“Who am I?” said Hilary, trying to get up a sprightly laugh. “Well, I think you must have seen me once or twice in the course of your long life, Miss Lorraine.”

“Oh, Hilary, Hilary, Hilary!”

She threw herself into his arms with a jump, relying upon his accustomed strength, and without any thought of the difference. He tottered backwards, and must have fallen, but for the trunk of a pollard ash. And seeing how it was, she again cried out, “Oh, Hilary, Hilary, Hilary!”

“That is my name,” he answered, after kissing her in a timid manner; “but not my nature; at the present moment I am not so very hilarious.”

“Why, you are not fit to walk, or talk, or even to look like a hero. You are the bravest fellow that ever was born. Oh, how proud we are of you! My darling, what is the matter? Why, you look as if you did not know me! Help, help, help! He is going to die. Oh, for God’s sake, help!”

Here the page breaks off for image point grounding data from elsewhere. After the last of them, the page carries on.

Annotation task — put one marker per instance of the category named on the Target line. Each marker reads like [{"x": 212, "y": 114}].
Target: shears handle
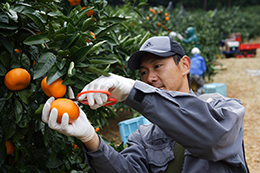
[{"x": 110, "y": 101}]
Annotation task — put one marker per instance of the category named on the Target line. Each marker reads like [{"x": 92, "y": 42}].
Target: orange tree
[{"x": 76, "y": 41}]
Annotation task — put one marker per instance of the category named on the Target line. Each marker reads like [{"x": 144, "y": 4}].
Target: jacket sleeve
[
  {"x": 106, "y": 159},
  {"x": 211, "y": 129}
]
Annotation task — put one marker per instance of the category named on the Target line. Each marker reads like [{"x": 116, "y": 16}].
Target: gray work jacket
[{"x": 210, "y": 129}]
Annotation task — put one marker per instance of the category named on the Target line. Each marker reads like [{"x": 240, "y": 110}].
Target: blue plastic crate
[
  {"x": 127, "y": 127},
  {"x": 220, "y": 88}
]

Poor Hilary, after looking wildly around, and trying in vain to command his mouth, fell suddenly back, convulsed, distorted, writhing, foaming, and wallowing in the depths of epilepsy. Sky, hill, and tree swung to and fro, across his strained and starting eyes, and then whirled round like a spinning-wheel, with radiating sparks and spots. Then all fell into abyss of darkness, down a bottomless pit, into utter and awful loss of everything.

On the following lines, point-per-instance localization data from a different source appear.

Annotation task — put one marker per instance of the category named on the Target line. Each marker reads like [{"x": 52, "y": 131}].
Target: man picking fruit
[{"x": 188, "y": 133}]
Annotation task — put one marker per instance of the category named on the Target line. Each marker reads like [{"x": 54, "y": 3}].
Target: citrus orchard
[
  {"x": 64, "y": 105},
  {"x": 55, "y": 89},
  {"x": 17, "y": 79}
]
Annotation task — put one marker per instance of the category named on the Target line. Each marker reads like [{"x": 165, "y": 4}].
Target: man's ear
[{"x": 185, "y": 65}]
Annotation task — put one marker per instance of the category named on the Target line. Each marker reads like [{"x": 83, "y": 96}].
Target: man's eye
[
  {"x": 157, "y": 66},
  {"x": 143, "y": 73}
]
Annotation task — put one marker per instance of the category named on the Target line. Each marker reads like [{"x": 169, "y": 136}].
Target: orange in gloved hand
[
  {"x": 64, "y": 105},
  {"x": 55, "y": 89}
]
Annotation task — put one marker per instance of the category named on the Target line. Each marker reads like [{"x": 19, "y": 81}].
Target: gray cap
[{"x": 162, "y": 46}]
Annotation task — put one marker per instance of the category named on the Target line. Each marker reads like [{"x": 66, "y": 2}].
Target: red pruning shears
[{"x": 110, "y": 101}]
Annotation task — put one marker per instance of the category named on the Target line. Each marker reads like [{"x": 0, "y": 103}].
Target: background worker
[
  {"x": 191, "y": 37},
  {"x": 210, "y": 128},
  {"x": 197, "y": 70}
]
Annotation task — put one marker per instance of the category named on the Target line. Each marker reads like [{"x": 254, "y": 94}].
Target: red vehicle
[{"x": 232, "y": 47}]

The vigour of youth had fought against this robbery of humanity so long and hard that Alice, the only spectator of the conflict, began to recover from shriek and wailing at the time that her brother fell into the black insensibility. The ground sloped so that if she had not been there, the unfortunate youth must have rolled into the Woeburn, and so ended. But being a prompt and active girl, she had saved him from this at any rate. She had had the wit also to save his tongue, by slipping a glove between his teeth; which scarcely a girl in a hundred, who saw such a thing for the first time, would have done. And now, though her face was bathed in tears, and her hands almost as tremulous as if themselves convulsed, she filled her low-crowned riding-hat with water from the river, and sprinkled his forehead gently, and released his neck from cumbrance. And then she gazed into his thin pale features, and listened for the beating of his heart.

This was so low that she could not hear or even feel it anywhere. “Oh, how can I get him home?” she cried. “Oh, my only brother, my only brother!” In fright and misery she leaped upon a crest of chalk, to seek around for any one to help her; and suddenly she espied her groom against the skyline, a long way off, galloping up the ridge from Chancton. In hope that one of the many echoes of the cliffs might aid her, she shrieked with all her power, and tore a white kerchief from under her riding-habit, and put it on her whip and waved it. And presently she had the joy of seeing the horse’s head turned towards her. The rider had not caught her voice, but had descried some white thing fluttering between him and the sombre stripe which he was watching earnestly.

This groom was a strong and hearty man, and the father of seven children. He made the best of the case, and ventured to comfort his young mistress. And then he laid Hilary upon Elfrida, the docile and soft-stepper; and making him fast with his own bridle, and other quick contrivances, he tethered his own horse to a tree, and leading the mare, set off, with Alice walking carefully and supporting the head of her senseless brother. So came this hero, after all his exploits, back to the home of his fathers.